"There's no place like home. There's no place like home. There's no place like home."
NASCAR is clicking its collective ruby-red slippers this week as the Sprint Cup and Nationwide Series gear up to compete at the Charlotte Motor Speedway.
The 1.5-mile quad-oval - along with Darlington, Daytona, and Atlanta of NASCAR's original four tracks built for speed - is nestled right in the hub of NASCAR Nation.
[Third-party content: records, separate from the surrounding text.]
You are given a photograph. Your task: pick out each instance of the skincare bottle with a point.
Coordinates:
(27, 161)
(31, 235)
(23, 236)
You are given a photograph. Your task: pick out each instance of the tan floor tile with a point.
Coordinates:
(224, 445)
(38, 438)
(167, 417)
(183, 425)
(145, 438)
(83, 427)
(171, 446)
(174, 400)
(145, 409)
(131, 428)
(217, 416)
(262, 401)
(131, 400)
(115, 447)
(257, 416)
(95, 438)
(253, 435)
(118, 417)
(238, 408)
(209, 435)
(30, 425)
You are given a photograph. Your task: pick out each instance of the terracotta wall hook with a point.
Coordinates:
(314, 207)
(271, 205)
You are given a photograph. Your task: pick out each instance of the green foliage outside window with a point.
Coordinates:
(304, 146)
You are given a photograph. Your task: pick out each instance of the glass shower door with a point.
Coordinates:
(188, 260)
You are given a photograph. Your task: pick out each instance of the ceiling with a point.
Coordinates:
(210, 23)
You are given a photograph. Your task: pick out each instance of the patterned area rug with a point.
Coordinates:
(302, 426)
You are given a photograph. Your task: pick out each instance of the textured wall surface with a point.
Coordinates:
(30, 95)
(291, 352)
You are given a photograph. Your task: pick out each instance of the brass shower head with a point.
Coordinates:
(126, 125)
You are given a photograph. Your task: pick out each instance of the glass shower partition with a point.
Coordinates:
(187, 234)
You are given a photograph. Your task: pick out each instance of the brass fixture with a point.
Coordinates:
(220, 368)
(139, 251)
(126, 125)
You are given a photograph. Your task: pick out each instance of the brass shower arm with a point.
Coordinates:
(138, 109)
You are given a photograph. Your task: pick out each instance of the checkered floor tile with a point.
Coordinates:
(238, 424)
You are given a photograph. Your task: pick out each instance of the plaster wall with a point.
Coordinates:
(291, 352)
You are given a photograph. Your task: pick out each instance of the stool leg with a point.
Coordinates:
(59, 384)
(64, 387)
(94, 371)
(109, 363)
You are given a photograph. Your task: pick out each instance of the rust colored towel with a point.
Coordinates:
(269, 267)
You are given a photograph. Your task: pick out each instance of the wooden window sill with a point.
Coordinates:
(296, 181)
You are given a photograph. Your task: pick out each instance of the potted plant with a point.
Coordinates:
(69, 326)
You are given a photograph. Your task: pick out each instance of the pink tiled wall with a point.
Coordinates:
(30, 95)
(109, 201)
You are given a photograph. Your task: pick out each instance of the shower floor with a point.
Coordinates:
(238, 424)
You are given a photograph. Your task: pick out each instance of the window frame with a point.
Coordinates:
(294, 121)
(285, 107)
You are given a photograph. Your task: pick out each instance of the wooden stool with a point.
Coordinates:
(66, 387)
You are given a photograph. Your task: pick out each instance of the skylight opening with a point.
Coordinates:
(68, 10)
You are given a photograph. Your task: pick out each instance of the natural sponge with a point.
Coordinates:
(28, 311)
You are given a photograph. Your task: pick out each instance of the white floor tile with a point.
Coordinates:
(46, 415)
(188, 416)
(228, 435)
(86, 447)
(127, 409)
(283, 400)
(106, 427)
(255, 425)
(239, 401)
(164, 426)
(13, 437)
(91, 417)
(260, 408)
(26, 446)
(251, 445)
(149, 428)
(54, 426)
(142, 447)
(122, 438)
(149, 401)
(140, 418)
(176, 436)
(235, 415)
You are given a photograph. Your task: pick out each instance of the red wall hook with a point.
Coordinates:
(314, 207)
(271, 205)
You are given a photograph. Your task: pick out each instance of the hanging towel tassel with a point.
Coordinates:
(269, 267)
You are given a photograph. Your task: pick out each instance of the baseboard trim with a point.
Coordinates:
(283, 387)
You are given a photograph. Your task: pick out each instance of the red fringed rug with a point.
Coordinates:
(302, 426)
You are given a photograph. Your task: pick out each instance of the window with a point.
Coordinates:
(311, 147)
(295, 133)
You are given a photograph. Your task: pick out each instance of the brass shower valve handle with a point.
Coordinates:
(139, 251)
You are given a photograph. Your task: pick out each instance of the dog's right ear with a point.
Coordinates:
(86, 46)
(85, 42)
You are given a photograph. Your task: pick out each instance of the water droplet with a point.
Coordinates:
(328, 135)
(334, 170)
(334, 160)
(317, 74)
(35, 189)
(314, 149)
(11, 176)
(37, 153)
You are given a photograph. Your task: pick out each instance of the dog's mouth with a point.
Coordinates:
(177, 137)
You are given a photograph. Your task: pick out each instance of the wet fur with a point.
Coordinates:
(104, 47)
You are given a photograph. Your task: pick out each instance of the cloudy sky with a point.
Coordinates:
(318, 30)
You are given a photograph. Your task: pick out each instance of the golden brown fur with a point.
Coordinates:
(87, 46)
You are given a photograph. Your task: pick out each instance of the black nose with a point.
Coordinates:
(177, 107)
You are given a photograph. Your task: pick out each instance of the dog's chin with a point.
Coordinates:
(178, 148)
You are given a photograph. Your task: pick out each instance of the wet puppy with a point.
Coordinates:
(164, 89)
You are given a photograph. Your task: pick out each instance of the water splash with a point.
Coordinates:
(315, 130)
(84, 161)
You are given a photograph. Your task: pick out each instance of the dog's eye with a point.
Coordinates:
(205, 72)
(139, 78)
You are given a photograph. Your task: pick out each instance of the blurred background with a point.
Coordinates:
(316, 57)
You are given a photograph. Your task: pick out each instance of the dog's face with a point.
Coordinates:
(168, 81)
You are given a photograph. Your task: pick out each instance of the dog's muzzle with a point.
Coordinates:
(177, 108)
Nearly every trace team is based in general area of the track (the only notable exceptions being the Wood Brothers, which remain in Stuart, VA where they've been based for their entire existence, and Denver-based Furniture Row Racing), and most of the drivers make their full-time homes or divide their time with a residence in the Charlotte area.
There's something to be said for sleeping in your own bed, and being so close to the race track affords the drivers and teams - used to sleeping in a motorhome or a motel on the eve of their day in the sun or their night in the lights - to do just that.
Races at Charlotte are a big deal for the sport's unsung heroes. Know those "boys back at the shop" that the drivers always make a point to thank? They are the mechanics, fabricators, engine tuners, etc. who make those race cars perform at such a high level. Unfortunately, they rarely get to travel to the track as part of the road crew; there's only so much space available on charters and in motels and in the hauler and pit area at the track, and only the folks essential to that car getting around the track during the weekend usually make the trek to the race.
Since the crew men for all the teams live near the shop where they work and thus near the track, they get to see their handiwork in action first-hand when the circuit visits Charlotte.
Matt Kenseth, coming off a big win this past weekend in Talladega, is the defending winner of Saturday evening's Bank of America 500. Another win might not do much to rehab his championship dreams for 2012 - realistically, his hopes are all but dashed - but it would help to make sure he departs Roush-Fenway Racing at season's end on the highest note possible.
Carl Edwards won last year's edition of the Dollar General 300, but he isn't competing in Friday's Nationwide Series event. Elliott Sadler holds a nine-point lead in that division on defending champ Ricky Stenhouse Jr. (Kenseth's replacement in the No. 17 Sprint Cup machine for 2013). Austin Dillon (16 points behind Sadler) and Sam Hornish Jr. (35 back) are the only drivers within one race's worth of points of the lead with just five races remaining.